他方、日本国自衛隊の側は『山東』撃破以降、一貫して戦闘を優位に進めていた。
F-35Aと潜水艦という優秀な空中・海中ステルス兵器で、敵を突き回す。また被爆した本州、九州地方の自衛隊基地は一部を除いて復旧。さらに中国人民解放軍海軍のサボタージュと、同軍空軍の消耗をみて、これまで温存してきた海上自衛隊護衛艦隊を南西諸島方面へ投入することを決定した。
「これで宮古島と以西の奪還作戦への道筋は立った」
陸上自衛隊西部方面総監、湯河原一翔陸将は膝を打った。
南西諸島方面の航空優勢は徐々に日本側に傾きつつあり、敵海軍の動きは鈍っている。戦闘機部隊に比較すると鈍重であり、海面に浮いているが故に遠方から捕捉されてしまう護衛艦と輸送艦を投入し、島嶼奪還を図るなら確かにいまが好機であった。
実際、JTF-梯梧司令部では早期奪還を目的とした作戦計画が練られている。
(なかなか難しいじゃないか)
が、陸海空自衛隊南西諸島防衛統合任務部隊司令官の原俊輔空将以下、JTF-梯梧司令部の幕僚らは頭を悩ませていた。まず宮古島のみの奪還を図るべきか。それとも与那国島までの島嶼を一時きに奪還するようにするべきか。そもそも現有の戦力でそれは可能なのか。
慎重にならざるをえない。
いずれにしても陸海空自衛隊の部隊を掻き集めての総反撃になるであろう。その総反撃が逆襲によって失敗に終わったら? そのとき自衛隊に第2、第3の矢が残っているとは限らない。
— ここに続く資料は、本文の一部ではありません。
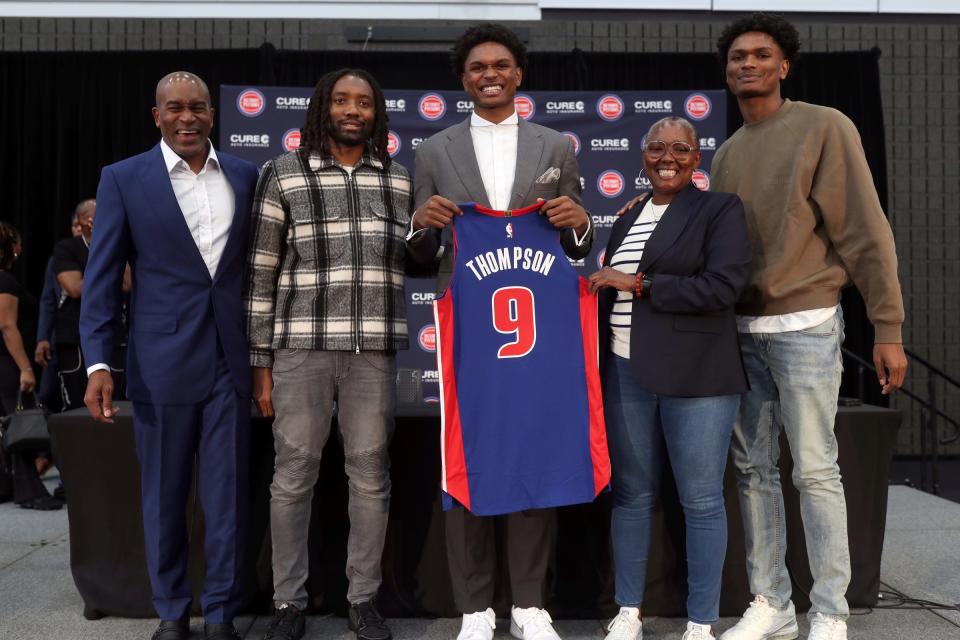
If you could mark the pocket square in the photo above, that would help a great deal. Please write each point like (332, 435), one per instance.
(549, 176)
「いずれにしてもまず沖縄本島・宮古島間の掃海が必要だ」
まずは試金石として、JTF-梯梧司令部は宮古島周辺の掃海に着手することとした。掃海母艦『ぶんご』と掃海艇『みやじま』はすでに在日米軍海軍基地のホワイト・ビーチ(沖縄県うるま市)に到着しており、第4護衛隊群と合流後に掃海にあたることになっている。ある意味では威力偵察だ。中国人民解放軍のアクションを引き出し、カウンターを食らわせてやろうという意図もある。
「敵掃海艦、沖縄本島を発す――」
こんごう型護衛艦『ちょうかい』をはじめとする6隻の護衛艦と掃海隊の西進を、中国人民解放軍は即座に察知した。
この報に触れて中国人民解放軍海軍の参謀らは闘志を燃やした。航空母艦『山東』の復讐戦だ。すでに宮古島東方海域には敵の接近を拒絶するために、機雷が敷設されているから、掃海作業のために海上自衛隊の艦艇は足を止めるであろう。そこを叩く。
編成された攻撃隊は、Su-30MK2戦闘攻撃機の全稼働機である12機だ。翼下には超音速空対艦ミサイルであるKh-31を装備し、パイロットらは敵艦隊の洋上撃滅を誓った。加えて殲撃16型が護衛に就く。
早期警戒管制機が集めた情報や事前のヒューミントによると、敵艦隊はどうやら1個隊以上の護衛艦と、輸送艦あるいは掃海艦1隻以上を伴うということもわかった。
「護衛艦4隻でも仕留めれば、敵は海上機動運用部隊の12%を失う計算だ。チャンスを逃すな!」
政治委員からの檄を背に中天の太陽の下、復讐に燃える海軍機が出撃する。